“EL
BESO DE LA MUJER ARAÑA”
Por Julieta Nardone
julietanardone@gmail.com
El
escritor argentino Manuel Puig (1932-1990) reúne a un vidrierista homosexual y
a un “subversivo” militante en la época convulsa de los setenta; los junta,
cada uno con una condena social a sus espaldas, y los encierra en una cárcel
para hacer nacer, paulatinamente, una relación de amistad. ¿Con qué cuentan
para establecer contacto? Sólo la
palabra y la proximidad corporal.
El beso de la mujer araña, publicada por primera vez en Barcelona
en 1976, es una novela con un mecanismo narrativo que recuerda un poco a Las mil y una noches, aunque en lugar de
tratarse de una historia, lo que Molina
le cuenta a su compañero de celda noche tras noche es una película melodramática,
propia del Hollywood de los cuarenta. Cada film mezcla maquiavélicamente
guerra, espionaje y amor, y si bien al principio Valentín (el preso político) se resiste a perderse en esas
fantasías, poco a poco irá cediendo como forma de olvidar el dolor físico
causado por las torturas rutinarias a las que es sometido para que “cante”.

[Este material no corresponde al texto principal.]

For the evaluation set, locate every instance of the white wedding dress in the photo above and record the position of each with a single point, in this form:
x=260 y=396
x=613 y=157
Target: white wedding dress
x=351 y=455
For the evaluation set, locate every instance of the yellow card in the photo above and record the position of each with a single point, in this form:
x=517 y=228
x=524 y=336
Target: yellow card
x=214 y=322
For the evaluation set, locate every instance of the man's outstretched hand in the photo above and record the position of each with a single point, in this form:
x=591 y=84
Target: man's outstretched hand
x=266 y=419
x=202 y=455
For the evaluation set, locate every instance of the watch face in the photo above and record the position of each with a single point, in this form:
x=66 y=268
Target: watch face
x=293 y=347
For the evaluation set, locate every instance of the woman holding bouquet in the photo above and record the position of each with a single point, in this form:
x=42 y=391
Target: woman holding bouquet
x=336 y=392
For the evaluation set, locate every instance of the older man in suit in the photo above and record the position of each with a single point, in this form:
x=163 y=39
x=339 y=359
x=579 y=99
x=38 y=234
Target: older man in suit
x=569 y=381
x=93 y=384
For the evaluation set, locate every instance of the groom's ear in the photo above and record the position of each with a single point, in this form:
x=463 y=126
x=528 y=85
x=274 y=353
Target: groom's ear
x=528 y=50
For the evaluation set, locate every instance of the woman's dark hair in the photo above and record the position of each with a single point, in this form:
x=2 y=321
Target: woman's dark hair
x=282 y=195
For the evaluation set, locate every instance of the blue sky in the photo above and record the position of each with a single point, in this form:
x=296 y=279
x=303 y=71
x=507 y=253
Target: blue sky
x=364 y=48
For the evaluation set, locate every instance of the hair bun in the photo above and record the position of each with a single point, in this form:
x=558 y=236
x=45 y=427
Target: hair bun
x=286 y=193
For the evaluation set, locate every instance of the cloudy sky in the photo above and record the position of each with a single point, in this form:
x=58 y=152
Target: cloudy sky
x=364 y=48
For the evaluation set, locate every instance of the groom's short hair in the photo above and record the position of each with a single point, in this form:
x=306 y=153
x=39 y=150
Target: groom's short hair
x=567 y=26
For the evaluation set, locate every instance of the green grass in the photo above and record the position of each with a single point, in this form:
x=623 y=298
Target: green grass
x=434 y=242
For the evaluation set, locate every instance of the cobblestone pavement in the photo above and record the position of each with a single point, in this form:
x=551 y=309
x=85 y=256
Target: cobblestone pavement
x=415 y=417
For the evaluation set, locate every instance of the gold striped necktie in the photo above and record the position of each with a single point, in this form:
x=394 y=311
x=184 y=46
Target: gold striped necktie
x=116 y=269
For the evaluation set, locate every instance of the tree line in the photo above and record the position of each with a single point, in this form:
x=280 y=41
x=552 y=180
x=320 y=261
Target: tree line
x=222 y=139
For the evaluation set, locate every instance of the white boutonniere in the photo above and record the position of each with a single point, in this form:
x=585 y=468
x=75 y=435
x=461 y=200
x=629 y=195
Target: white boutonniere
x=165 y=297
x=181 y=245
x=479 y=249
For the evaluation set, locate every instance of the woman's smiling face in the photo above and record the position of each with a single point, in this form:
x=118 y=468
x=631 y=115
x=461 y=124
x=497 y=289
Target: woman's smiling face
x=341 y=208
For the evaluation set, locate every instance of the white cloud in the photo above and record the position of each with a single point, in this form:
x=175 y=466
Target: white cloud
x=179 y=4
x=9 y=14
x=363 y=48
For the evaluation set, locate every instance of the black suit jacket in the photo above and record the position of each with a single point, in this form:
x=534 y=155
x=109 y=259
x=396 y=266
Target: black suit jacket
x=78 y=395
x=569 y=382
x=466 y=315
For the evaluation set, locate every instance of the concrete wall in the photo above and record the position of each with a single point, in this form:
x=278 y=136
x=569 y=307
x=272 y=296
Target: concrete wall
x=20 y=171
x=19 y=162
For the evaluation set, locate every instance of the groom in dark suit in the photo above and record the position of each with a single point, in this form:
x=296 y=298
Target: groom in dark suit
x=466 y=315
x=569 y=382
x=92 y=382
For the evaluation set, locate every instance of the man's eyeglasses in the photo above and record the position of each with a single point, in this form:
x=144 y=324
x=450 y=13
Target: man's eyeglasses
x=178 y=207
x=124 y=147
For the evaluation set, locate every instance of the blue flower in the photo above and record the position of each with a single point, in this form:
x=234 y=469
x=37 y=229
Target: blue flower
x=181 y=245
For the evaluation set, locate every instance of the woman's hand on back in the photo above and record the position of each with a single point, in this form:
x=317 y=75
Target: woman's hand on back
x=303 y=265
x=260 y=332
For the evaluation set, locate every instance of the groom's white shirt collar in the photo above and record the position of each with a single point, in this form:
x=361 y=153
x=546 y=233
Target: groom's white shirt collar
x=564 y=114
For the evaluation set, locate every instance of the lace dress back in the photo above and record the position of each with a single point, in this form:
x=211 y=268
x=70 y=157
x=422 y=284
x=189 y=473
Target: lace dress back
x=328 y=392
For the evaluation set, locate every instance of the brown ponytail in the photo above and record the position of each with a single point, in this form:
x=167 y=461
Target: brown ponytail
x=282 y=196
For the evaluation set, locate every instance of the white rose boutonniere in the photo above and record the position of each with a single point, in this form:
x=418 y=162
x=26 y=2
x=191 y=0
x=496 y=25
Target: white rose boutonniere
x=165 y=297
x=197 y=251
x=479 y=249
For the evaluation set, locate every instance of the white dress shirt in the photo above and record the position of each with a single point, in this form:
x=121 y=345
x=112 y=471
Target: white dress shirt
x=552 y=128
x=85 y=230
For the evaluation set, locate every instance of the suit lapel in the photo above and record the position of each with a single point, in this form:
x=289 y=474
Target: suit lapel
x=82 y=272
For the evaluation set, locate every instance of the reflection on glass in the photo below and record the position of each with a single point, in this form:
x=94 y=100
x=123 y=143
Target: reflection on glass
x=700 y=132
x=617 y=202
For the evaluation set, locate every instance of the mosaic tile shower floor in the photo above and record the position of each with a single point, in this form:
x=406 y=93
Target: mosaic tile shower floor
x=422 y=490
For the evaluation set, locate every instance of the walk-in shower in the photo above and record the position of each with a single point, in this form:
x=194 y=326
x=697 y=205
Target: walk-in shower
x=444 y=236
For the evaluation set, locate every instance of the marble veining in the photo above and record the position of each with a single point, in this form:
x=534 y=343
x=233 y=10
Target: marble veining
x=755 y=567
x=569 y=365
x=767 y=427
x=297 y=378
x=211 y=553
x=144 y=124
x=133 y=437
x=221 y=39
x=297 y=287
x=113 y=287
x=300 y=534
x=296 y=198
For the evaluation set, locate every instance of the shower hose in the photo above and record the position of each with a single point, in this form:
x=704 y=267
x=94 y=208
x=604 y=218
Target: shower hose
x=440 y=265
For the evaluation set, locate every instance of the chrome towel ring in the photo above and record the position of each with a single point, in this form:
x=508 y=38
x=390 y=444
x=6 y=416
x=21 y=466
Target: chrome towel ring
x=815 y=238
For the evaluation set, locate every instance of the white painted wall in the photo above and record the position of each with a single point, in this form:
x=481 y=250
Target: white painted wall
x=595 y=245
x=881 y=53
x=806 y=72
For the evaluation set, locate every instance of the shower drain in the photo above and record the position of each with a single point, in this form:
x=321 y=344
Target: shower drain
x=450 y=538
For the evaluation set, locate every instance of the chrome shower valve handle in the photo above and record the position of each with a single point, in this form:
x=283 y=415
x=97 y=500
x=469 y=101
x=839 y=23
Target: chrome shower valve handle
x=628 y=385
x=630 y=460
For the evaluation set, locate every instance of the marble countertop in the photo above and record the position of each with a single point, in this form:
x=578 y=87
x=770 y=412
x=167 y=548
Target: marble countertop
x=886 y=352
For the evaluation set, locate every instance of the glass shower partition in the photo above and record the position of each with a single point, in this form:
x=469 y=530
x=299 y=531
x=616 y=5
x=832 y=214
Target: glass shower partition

Cada film anestesia un poco, y cada conversación que comparten va admitiendo
una proximidad de una calidez intransferible (¡tienen que leerla!) que se
profundiza al correr de los días. La interrogación recíproca sobre qué sienten
en el encierro, sobre sus proyecciones sociales, sus intimidades y convicciones
pasadas, poco a poco nos lleva a descubrir una hendija de luz: la convivencia en
un universo que pareciera caerse a pedazos, y sostenerse tan sólo de la
separación entre géneros, clases sociales, ideologías. Hay en este libro,
simplemente, algo valioso: esperanza en el ser humano.
La
amistad, la confianza, la protección, desembocan en un cariño mutuo que los
llevará al acto físico, el encuentro sexual. Si bien la feminidad que siempre
asumió Molina es la naturalizada por
su sociedad conservadora, esto es, siempre deseó la supremacía del hombre, aún
así, el coraje y la sed de utopías los hace encontrar en la ternura una vía
para acercarse persona a persona, sin dominación de uno sobre el otro: “…ustedes
son hermosos el uno para el otro, porque se quieren y ya no se ven sino el
alma, ¿es tan difícil de comprender acaso?, yo no les pido que se miren ya,
pero cuando yo me vaya… sí, sin el menor miedo, porque el amor que late en las
piedras viejas de esta casa ha hecho un milagro más: el de permitir que, como
si fueran ciegos, no se vieran el cuerpo sino el alma”.
Frente
a una sociedad de marcados estereotipos y rígidas convenciones, el autor logra
conmovernos en la tensión de todas las normas. Esa síntesis humana en gran
parte se explica por su apuesta narrativa: como la mayoría de sus novelas, la
propia voz de los personajes hace progresar el hilo de la trama (sin la
autoridad de un narrador). En este libro, sin embargo, va más allá todavía:
salvo las notas al margen, todo, pero
todo, es diálogo. La mediación de la palabra polifónica mantiene vivos a
los presos, en un constante fluir entre el sueño y la realidad. Esa comunión
les permite aceptar ambas dimensiones... Como el mismo Puig afirmaría en alguna
ocasión: “Sin locura, nada cambia. Para
cualquier cambio, social, político, etc. tienes que estar en ese territorio
aparentemente inútil. La aceptación total de la realidad equivale a parálisis”.